I think it's a mixture of being jaded after playing so many games and lack of time. I'm in the last year of my 20s and I don't think I'll ever play a game like Dragon Age: Inquisition again. I'm questioning if I should even bother finishing it. By my estimation, I'm only about 60-70% way through the content even though I've sunk 60 hours into the game.
The problem is a lot of the content is frustrating. The horse-riding is awful. The inventory and crafting systems are a mess. Every boss encounter feels the same. The difficulty scales badly -- the beginning is way too hard because you only have a handful of abilities. By the end, things become too easy, so you have to ramp it up. The war board is a totally unnecessary time sink and there's no easy way to tell which ones are worth pursuing (ones that will lead to quests or fulfilling quests rather than just resource gathering).

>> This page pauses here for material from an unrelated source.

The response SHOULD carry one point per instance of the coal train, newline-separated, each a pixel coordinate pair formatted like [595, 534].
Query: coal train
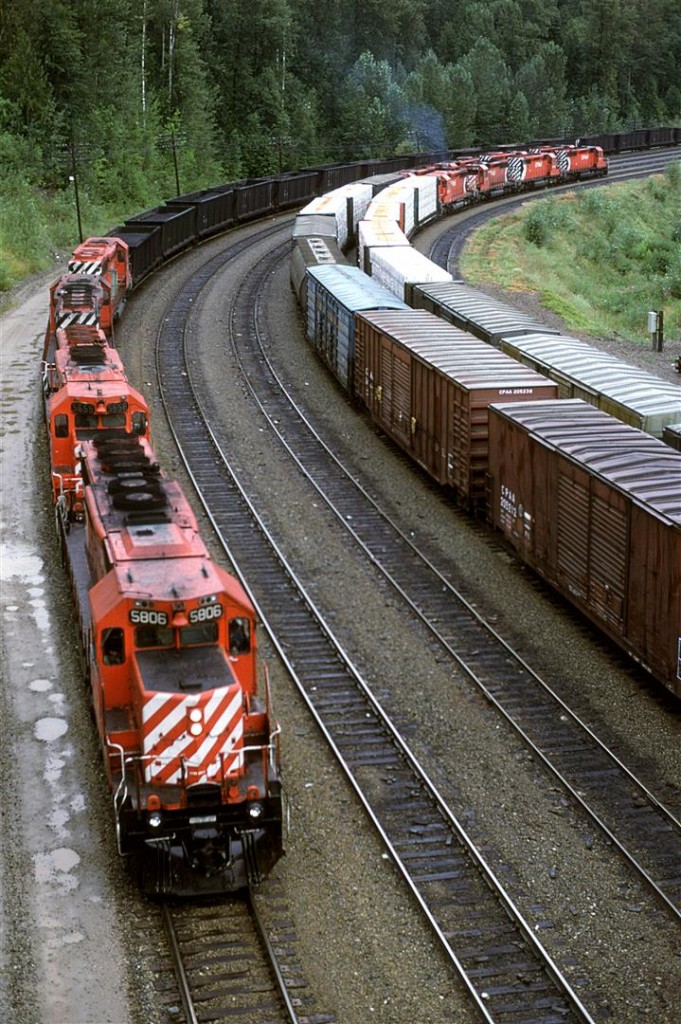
[167, 637]
[566, 462]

In my teens and early 20s, I didn't mind dealing with stuff like this because I had so much time. But now? I could be spending my leisure time doing things a lot more fulfilling than farming for herbs in a single-player game. I've done too much of these grinds to still feel excited about them.
Which is why Mass Effect 2 was such a phenomenal RPG to me. It cut out all the BS. No grinding, gathering is kept to a minimum, and all your missions were tied to progressing the story somehow. It wasn't a short game and everything in it was meaningful content. And no inventory system! Everyone cried bloody murder when Bioware removed the inventory system but think of how much time you waste killing bad guys and then shuffling around collecting every damn thing on their bodies.
More game designers need to learn from Mass Effect and the Arkham series. Arkham did collectible farming perfectly. Exploration was so satisfying in that game. Gliding around was fun and you had to use a variety of tools and exercise your wits to get them. Gathering each collectible was like a puzzle, and moreover, it didn't feel like pointless farming because all the collectibles led to story progression and quests. When I was grabbing Riddler trophies, I wasn't just doing them for an achievement or to unlock an item. I was literally hunting down the Riddler. I was unlocking dungeons to save cops from. It led to enjoyable content.
The filler design we so often see is just the modern version of fake difficulty. It's a cheap, thoughtless way to pad in gameplay hours. Now that I'm older, I see it for what it is and no longer have a high tolerance for it.